/ 2 September 2013

M&G LitFest: Metaphorical dimensions that shape fiction

A wide-range of topics were touched on at the session titled 'Fact & fiction: The story is our escort
A wide-range of topics were touched on at the session titled 'Fact & fiction: The story is our escort, without it we are blind'.

On Sunday, Craig Higginson chaired the session "Fact & fiction: The story is our escort, without it we are blind". The panel comprised four debut novelists: Claire Robertson, Dominique Botha, Maren Bodenstein and Carol-Ann Davids. 
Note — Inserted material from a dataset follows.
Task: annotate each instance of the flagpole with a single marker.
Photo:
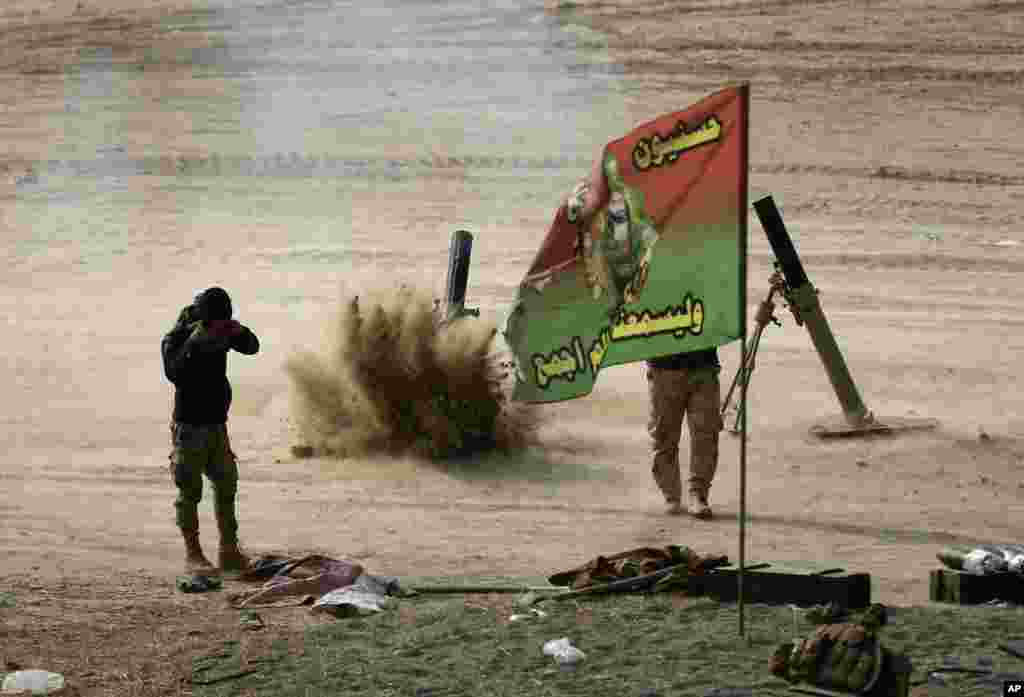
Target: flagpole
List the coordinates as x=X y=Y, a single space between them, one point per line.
x=744 y=97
It was a wide-ranging and erudite discussion. Higginson asked the authors to consider the extent to which they drew on their personal lives as material for their novels, as well as the allegorical or metaphorical dimensions of their works. The perennial South African literary question of the ethics of "writing the other" was also enthusiastically debated at the close of the session. 

According to Robertson, her background in journalism allows for her objective approach, which, she said, is so entrenched in her writing style that she feels "unable" or "not brave enough" to reveal herself in her writing. Despite this, certain aspects of her character and experiences have seeped into The Spiral House.

Higginson complimented Robertson's employment of allegory in a way that opens up meanings, rather than seals off interpretations in the way that blunt allegories often do. Robertson explained that the characters in parts of the book were vivid, whereas those represented in later years were purposefully caricatured; living a "dry as dust existence" in order to show the impact of apartheid on relationships and identity. In this sense the earlier characters invited a richer allegorical reading, whereas the latter had been reduced to types.

False River is categorised as a novel, however Higginson queried this category seeing that Botha and the people to whom the book is dedicated appear as characters in the novel. While the book is a "highly personal story", Botha used "novelistic techniques" and disputed whether truth is ever really achievable, particularly in capturing dialogue. She proposed that "to retrieve a memory is a first act of fiction". In this sense the distinction between memoir and novel is "spurious", despite the reader's need for one.

Botha wrote the novel in English and then translated it into Afrikaans, as Vals Rivier. Higginson said he was impressed by her poetic style and her ability to convey "the textures of Afrikaans in English". Botha ascribed this effect to her initial process of "transliterating memories laid down in Afrikaans", which are then "retrieved and put into English in an environment which is very clearly Afrikaans".

Metaphorical readings
The novel's title suggests several intriguing metaphorical readings. It is the name of the farm on which her late brother, Paul, is buried, yet there is also a connection to the poet Eugène Marais whose biography was entitled Dark Stream. At the festival, it was also heard that Paul was obsessed with Marais and they both battled drug addiction. 

Higginson suggested that Shooting Snakes "reads like a memoir in its authenticity of details and anecdotal tone". Bodenstein admitted that the novel stemmed from researching the family history of an old missionary. The textures of his life were familiar to Bodenstein who grew up in a missionary town; thus she was "guided by someone else's story". For that reason, the author said she appreciated the title of this session. Higginson admired the use of these minute details, which Bodenstein says allowed her to "enter the intimacy of life, the truth of life".

Concerning the origin of the title, Bodenstein explained that while writing the novel, she was living in an "archetypal gevrekte dorp [dead town]". Her neighbour would patrol his yard on Sunday afternoons, shooting snakes. It seemed such an apt "symbol for South Africa, or some part of it, this overreaction to snakes, the violence of things". The biblical serpent and the Venda python dance also influenced the choice of the snake motif. Higginson suggested that by shooting the snake, "you destroy what you don't understand". Bodenstein agreed, extending the metaphor to include the missionaries who had the gall to brand an entire spiritual belief system as wrong; "just like shooting snakes".

Davids disclosed that the motivating factor in writing her novel was to write of "a Cape Town fraught with layers" and simultaneously to reflect on her own life. "I hadn't read a book that explored the politicised community I came from". So she decided to write one and to disrupt the clichéd view of the city. Davids's verdict on the veracity of her novel is that "it's entirely fictional … but that's not true".

The title, The Blacks of Cape Town, is a kind of a "joke", Higginson said, since "blackness is one of the things in dispute in the novel. Davids intention was to complicate ideas of race rather than speak for, or represent, a certain group. She also drew on her experiences living in the US and how Americans struggled to identify her race, or found her illegible. She wondered, "Can you classify anyone as authentic anything in SA?"